Mortgage Daily

Published On: November 5, 2013

The decline in residential loan business that resulted from the recent increase in interest rates did little to convince bankers to loosen their purse strings.

Fifteen percent of banks have eased standards on prime mortgages over the past three months, though the share jumped to 27 percent for larger banks and fell to 3 percent for smaller banks.

The easing came as prime demand slowed at 36 percent of banks. But stronger demand was reported by 29 percent of banks.

The details were spelled out in the October 2013 Senior Loan Officer Opinion Survey on Bank Lending Practices from the Federal Reserve Board.

A total of 73 domestic banks and 22 U.S. branches and agencies of foreign banks participated in the survey.

Demand fell over the three-month period for prime, non-traditional and subprime mortgages.

While 6 percent of banks said they tightened guidelines on non-traditional loans, a similar share said they had eased standards. Demand in this category fell at 30 percent of banks but was higher at 15 percent of those surveyed.

Nine percent of banks reported having eased their standards on home-equity lines of credit. Increased HELOC demand was reported by 22 percent of respondents, though 13 percent cited weaker demand.

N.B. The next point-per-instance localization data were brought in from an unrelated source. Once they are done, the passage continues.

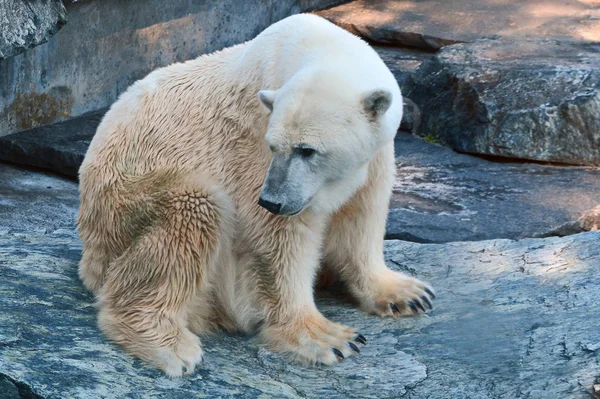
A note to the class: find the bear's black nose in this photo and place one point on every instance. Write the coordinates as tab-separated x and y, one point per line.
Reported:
270	206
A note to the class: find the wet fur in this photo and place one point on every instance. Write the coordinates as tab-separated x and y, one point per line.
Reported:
175	244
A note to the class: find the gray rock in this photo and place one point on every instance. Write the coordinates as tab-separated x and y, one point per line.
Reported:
512	320
432	24
109	44
59	147
535	100
36	201
26	24
443	196
440	196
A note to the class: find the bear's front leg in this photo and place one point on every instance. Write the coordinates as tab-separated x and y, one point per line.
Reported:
354	248
293	324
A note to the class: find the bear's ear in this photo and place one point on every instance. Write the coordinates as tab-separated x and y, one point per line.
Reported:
376	102
267	97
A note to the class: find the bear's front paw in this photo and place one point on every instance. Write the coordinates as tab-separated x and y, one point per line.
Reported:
396	294
313	340
180	358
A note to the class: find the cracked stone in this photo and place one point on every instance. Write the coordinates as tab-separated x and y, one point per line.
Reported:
443	196
495	331
535	100
26	24
432	24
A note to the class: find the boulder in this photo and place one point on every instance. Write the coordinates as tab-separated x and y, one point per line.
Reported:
433	24
443	196
536	100
26	24
513	319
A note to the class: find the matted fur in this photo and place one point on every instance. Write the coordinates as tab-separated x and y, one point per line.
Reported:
175	244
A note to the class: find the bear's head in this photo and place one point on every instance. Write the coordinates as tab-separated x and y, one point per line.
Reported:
324	128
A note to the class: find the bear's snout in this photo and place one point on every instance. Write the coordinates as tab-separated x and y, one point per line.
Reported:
273	207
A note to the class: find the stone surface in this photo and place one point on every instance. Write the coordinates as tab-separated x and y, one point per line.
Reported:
31	200
512	320
443	196
536	100
432	24
109	44
440	195
59	147
26	24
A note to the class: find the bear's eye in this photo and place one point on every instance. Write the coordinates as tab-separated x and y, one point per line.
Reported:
306	152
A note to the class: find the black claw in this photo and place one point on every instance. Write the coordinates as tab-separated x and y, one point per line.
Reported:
353	347
427	301
337	352
420	305
413	307
431	294
360	339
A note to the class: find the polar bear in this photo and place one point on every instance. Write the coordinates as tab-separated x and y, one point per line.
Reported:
216	190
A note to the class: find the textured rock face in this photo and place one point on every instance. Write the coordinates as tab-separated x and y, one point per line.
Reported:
109	44
26	24
34	201
529	100
432	24
442	196
59	147
512	320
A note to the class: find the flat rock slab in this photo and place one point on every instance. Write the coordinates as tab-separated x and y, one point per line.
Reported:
59	147
443	196
439	196
512	320
31	200
432	24
535	100
26	24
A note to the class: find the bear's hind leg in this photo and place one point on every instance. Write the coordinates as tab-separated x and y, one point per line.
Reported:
145	300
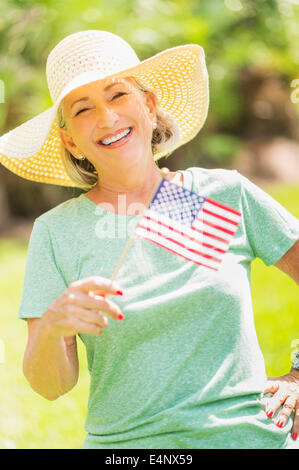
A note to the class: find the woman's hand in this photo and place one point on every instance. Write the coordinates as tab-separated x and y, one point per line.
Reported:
285	390
77	309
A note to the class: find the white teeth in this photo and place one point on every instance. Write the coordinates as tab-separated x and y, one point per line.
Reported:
119	136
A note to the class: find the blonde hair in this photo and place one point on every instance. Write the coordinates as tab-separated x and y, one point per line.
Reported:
165	136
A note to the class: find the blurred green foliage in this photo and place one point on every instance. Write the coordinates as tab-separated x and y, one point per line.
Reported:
235	34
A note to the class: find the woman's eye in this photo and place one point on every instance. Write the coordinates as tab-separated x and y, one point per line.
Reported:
120	93
81	110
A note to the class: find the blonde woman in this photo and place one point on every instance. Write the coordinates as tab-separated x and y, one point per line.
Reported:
172	350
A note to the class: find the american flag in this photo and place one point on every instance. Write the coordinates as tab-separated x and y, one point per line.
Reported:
195	227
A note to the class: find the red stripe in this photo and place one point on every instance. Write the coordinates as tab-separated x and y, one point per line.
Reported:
222	206
175	252
211	235
221	217
181	233
181	244
218	227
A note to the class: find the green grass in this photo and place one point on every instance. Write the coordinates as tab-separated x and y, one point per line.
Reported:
28	421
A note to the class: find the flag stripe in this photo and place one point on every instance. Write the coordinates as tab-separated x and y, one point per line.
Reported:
221	217
172	225
221	212
180	244
196	228
217	221
198	223
229	232
188	253
180	254
211	235
218	204
181	238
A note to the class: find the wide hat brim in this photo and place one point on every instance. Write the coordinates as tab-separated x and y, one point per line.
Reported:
179	78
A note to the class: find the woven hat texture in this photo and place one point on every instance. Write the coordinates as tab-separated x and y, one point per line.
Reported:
178	76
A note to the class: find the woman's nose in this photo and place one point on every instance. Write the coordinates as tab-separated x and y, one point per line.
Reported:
106	117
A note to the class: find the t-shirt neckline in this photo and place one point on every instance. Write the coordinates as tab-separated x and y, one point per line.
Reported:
113	214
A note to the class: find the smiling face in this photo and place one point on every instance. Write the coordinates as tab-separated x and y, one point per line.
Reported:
109	121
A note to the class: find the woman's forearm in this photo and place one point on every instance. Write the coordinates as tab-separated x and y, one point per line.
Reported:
49	365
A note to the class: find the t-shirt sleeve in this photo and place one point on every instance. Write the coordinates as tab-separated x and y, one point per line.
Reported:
271	229
43	280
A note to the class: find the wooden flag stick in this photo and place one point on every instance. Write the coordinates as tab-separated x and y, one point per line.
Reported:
163	172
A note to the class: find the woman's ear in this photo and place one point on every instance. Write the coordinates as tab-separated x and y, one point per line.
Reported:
68	142
151	103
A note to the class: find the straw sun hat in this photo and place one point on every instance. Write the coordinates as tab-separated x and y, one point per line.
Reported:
178	76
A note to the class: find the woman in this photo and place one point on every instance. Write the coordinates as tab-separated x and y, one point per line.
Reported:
173	355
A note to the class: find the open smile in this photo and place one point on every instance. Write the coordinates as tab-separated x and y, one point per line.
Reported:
118	139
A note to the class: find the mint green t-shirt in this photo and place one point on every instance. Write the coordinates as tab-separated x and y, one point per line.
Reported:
184	368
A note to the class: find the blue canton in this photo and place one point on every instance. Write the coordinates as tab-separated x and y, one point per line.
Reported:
177	202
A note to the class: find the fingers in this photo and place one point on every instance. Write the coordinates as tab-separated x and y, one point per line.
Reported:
295	430
98	285
286	411
88	316
274	402
99	303
287	397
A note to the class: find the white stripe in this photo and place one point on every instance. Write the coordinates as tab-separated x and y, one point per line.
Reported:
179	250
218	210
181	238
188	230
215	220
204	227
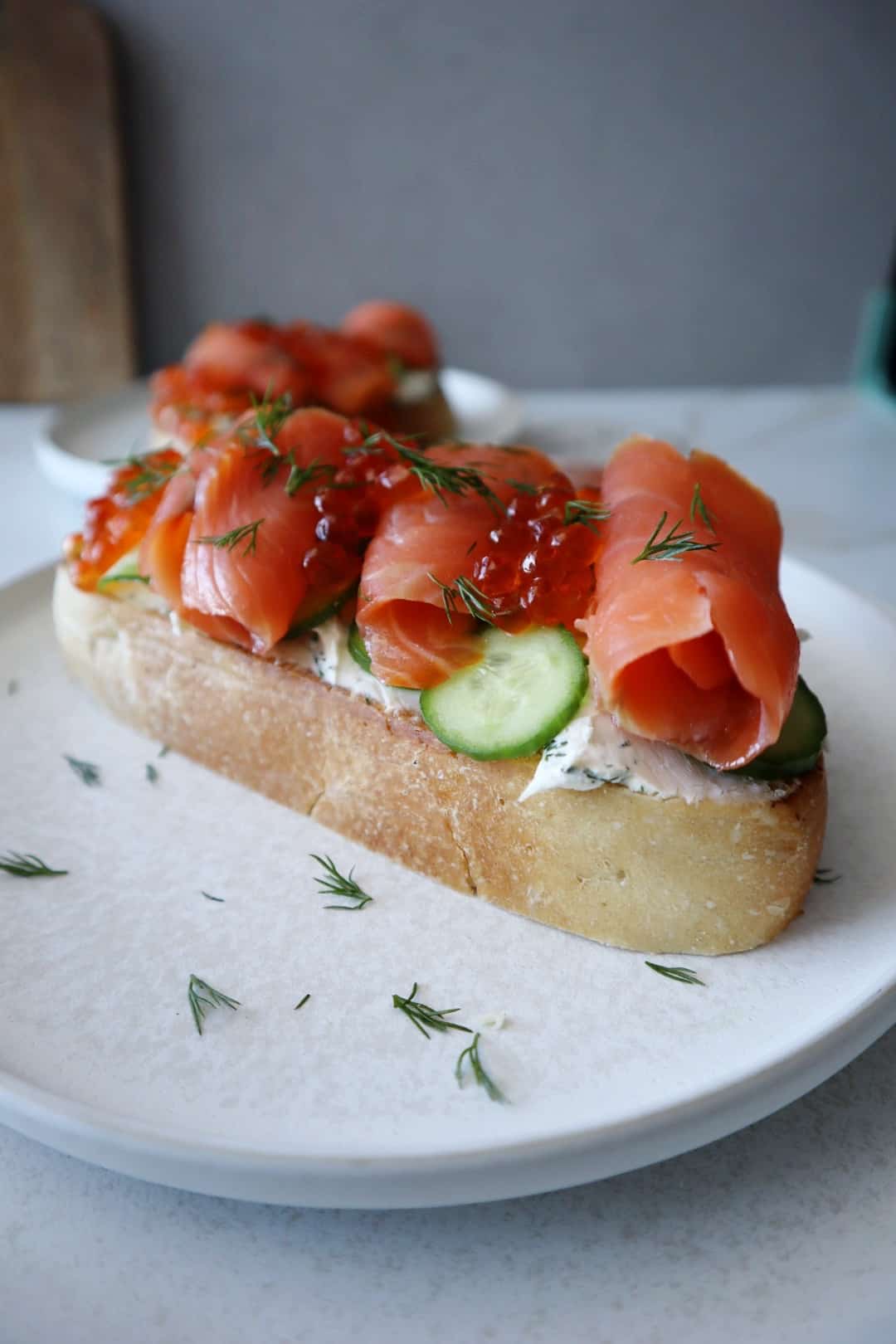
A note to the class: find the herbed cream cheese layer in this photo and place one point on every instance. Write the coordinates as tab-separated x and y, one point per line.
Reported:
589	753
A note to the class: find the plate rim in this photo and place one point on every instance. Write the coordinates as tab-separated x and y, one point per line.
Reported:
476	1172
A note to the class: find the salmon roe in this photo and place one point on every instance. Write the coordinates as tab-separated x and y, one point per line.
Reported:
117	522
348	502
536	567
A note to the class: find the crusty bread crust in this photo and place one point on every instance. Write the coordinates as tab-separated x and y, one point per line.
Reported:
610	864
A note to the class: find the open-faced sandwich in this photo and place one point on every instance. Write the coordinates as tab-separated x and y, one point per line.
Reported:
381	363
582	704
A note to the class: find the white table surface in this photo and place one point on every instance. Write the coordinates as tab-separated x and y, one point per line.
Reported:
783	1233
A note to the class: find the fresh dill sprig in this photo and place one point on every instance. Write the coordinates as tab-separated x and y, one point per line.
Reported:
698	507
449	596
270	414
433	476
202	997
123	578
86	771
674	544
825	877
227	541
28	866
681	973
585	511
334	884
316	470
473	598
423	1016
472	1054
151	476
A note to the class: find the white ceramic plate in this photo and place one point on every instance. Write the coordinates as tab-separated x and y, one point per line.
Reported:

Nearly 10 percent of banks were more likely to approve a loan to a borrower with a 620 FICO and a 10 percent downpayment than they were in the prior survey. When the downpayment was increased to 20 percent, the share who were more likely to approved fell to 9 percent.

With 30-year fixed rates averaging 100 basis points less than at the time of the previous survey, bankers were asked about how their residential business was impacted.

A “moderate fraction of large banks and a modest fraction of small banks” indicated that application volume had fallen since the Spring. But when it came to refinances, applications fell at 93 percent of banks.

Nearly half of banks responded to falling refinance activity by cutting processing times. But very few reported that they responded by reducing origination and processing fees or lowering the minimum required downpayments and FICO scores.

Nearly half of loan officers said they increased their marketing for purchase financing in response to lower refinances. Thirty-eight of the respondents noted that they expect home purchase activity to pick up over the next 12 months, though 30 percent see a decline ahead.

“In addition, very few banks reported having become more likely to approve applications for new mortgages eligible for purchase by the government-sponsored enterprises from borrowers with combinations of FICO scores between 620 and 720 and down payments between 10 and 20 percent,” the report said.

Application volume on purchase transactions was lower at 42 percent of banks, although a quarter reported an uptick.

Thirty percent of loan officers said that they had reduced staffing for purchase production.

A modest number of survey participants, 29 percent, noted that the share of adjustable-rate mortgages picked up.

On the commercial real estate side, 14 percent of banks said they had eased standards on construction-and-development loans. On non-farm residential structures, 10 percent of banks eased credit standards, while multifamily standards were loosened by 21 percent.

C&D loan demand was stronger at more than a third of respondents. Demand on non-farm non-residential properties was up at 30 percent of respondents, and more than a third said multifamily demand increased.